In the USA I live near downtown Houston and for some occasions, like the 4th of July, there are great displays of fireworks. The city departments coordinate to mark off huge "fall out zones" and to have police, fire and emergency department personnel at the scene. Everything is done to insure safety.
What a contrast with Mexican fireworks. First of all, fireworks are not reserved for just a few occasions a year but they are a part of most events, births, funerals, weddings, saint's days....you name an occasion and it will probably have fireworks. Sometimes they start at 5:00 AM and sometimes at midnight. The first month of May we spent in San Miguel, I felt like I was in a war zone with all the late night and early morning fireworks.
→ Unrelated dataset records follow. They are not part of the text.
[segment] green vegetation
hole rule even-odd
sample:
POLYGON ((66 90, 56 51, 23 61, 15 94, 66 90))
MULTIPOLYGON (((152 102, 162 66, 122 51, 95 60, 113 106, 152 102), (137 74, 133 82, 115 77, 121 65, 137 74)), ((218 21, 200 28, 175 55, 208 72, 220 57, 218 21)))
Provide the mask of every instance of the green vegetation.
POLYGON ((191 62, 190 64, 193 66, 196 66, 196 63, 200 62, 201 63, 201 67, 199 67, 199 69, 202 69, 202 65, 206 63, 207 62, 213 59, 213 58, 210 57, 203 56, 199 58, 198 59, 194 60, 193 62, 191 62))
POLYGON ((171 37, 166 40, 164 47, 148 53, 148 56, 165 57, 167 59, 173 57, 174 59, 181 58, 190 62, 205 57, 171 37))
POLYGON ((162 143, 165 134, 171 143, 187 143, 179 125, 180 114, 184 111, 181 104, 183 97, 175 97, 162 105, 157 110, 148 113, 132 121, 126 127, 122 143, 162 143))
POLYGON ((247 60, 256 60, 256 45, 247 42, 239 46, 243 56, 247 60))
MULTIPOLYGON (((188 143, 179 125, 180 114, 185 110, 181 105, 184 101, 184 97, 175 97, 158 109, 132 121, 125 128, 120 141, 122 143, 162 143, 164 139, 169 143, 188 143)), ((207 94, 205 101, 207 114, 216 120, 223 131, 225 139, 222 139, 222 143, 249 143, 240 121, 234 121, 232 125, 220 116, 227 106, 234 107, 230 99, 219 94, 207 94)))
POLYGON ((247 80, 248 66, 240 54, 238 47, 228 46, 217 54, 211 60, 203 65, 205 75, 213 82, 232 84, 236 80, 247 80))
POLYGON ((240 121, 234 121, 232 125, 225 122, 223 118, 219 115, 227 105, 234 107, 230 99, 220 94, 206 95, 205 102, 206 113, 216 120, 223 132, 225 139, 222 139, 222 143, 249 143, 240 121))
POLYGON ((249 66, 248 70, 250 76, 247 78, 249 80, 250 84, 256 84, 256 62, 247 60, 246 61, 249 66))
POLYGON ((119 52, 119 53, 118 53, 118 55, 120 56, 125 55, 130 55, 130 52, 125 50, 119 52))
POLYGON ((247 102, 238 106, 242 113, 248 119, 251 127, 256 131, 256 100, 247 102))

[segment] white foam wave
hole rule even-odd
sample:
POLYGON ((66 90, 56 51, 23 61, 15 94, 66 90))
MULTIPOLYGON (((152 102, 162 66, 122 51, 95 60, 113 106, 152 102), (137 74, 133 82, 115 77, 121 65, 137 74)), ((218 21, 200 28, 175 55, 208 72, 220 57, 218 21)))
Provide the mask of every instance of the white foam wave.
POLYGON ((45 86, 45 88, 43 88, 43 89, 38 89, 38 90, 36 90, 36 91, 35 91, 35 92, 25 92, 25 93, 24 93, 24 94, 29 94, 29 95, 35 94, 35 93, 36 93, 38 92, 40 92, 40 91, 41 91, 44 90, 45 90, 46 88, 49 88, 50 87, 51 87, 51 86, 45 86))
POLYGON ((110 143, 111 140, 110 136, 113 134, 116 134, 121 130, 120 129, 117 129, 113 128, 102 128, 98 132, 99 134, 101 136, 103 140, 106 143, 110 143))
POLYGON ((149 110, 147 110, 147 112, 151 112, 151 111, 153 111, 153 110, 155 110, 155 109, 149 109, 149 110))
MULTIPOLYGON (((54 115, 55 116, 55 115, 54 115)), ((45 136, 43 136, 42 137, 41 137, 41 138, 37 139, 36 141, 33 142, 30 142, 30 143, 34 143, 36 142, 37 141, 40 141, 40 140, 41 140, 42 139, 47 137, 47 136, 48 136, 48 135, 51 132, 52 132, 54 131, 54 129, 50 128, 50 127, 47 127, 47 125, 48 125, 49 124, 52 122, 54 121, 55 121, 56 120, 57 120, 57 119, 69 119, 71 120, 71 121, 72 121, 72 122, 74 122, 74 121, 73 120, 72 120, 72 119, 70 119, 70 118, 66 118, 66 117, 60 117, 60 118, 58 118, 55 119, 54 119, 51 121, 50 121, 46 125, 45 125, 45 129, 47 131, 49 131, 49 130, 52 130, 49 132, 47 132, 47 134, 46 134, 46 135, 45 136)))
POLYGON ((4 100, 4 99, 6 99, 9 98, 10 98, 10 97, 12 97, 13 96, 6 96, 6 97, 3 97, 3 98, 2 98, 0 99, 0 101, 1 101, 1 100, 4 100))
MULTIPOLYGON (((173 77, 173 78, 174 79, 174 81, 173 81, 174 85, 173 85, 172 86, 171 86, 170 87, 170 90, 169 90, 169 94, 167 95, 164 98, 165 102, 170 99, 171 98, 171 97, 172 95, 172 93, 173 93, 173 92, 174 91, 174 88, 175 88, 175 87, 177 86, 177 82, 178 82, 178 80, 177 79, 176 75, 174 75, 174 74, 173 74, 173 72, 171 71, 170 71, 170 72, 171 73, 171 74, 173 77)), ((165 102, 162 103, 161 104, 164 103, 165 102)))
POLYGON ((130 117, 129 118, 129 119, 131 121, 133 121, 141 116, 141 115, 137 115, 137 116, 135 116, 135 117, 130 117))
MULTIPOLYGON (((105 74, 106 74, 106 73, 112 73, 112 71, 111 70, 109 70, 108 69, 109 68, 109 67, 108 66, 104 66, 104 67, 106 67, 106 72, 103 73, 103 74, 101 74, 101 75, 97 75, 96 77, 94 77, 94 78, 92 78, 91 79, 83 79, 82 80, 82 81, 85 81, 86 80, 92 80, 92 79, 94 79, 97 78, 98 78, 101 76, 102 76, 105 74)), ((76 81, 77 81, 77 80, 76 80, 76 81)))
And secondly the "fall out zone" is however far back YOU think you need to be from the flying sparks and debris. For the Mexicans, that isn't always so far back. Little boys show their bravery by putting a piece of a cardboard box over their head and running through the flying sparks. During the Festival of San Miguel when rockets are fired not up but across the jardin, young men climb tall poles and dodge the rockets. Of course, this happens about 4:00 AM and they have been drinking all night to bolster their courage. And just so everyone in the crowd feels like they are living dangerously, the town may have men wearing structures over their shoulders. The structures may look like a "toro" or a small tower but it will be covered with exploding fireworks. The men may just run around the edge of the crowd or if they are the "toro" they may run through the crowd.
The style of Mexican fireworks is different than all of the exploding rockets with cascading stars that we have in the USA. Oh, the Mexicans also have the exploding rockets with stars but they use a lot of just a lot of rockets that just make noise...lots of noise. The grand display is called a "castillo" and it is usually a four-sided very tall structure that looks like it is made of bamboo wired together. Attached to that are pinwheels that spin or umbrella type things that open up and glow, pop and spark. All of these attachments go off sequencially so that the Castillo may take 15 or 20 minutes to "do it's thing." Usually there are two or three Castillos for a fireworks display.
I never get tired of seeing the fireworks here in Mexico either up close and personal in the Jardin or from my terrace against the night sky. It is so different....I know I'm in Mexico.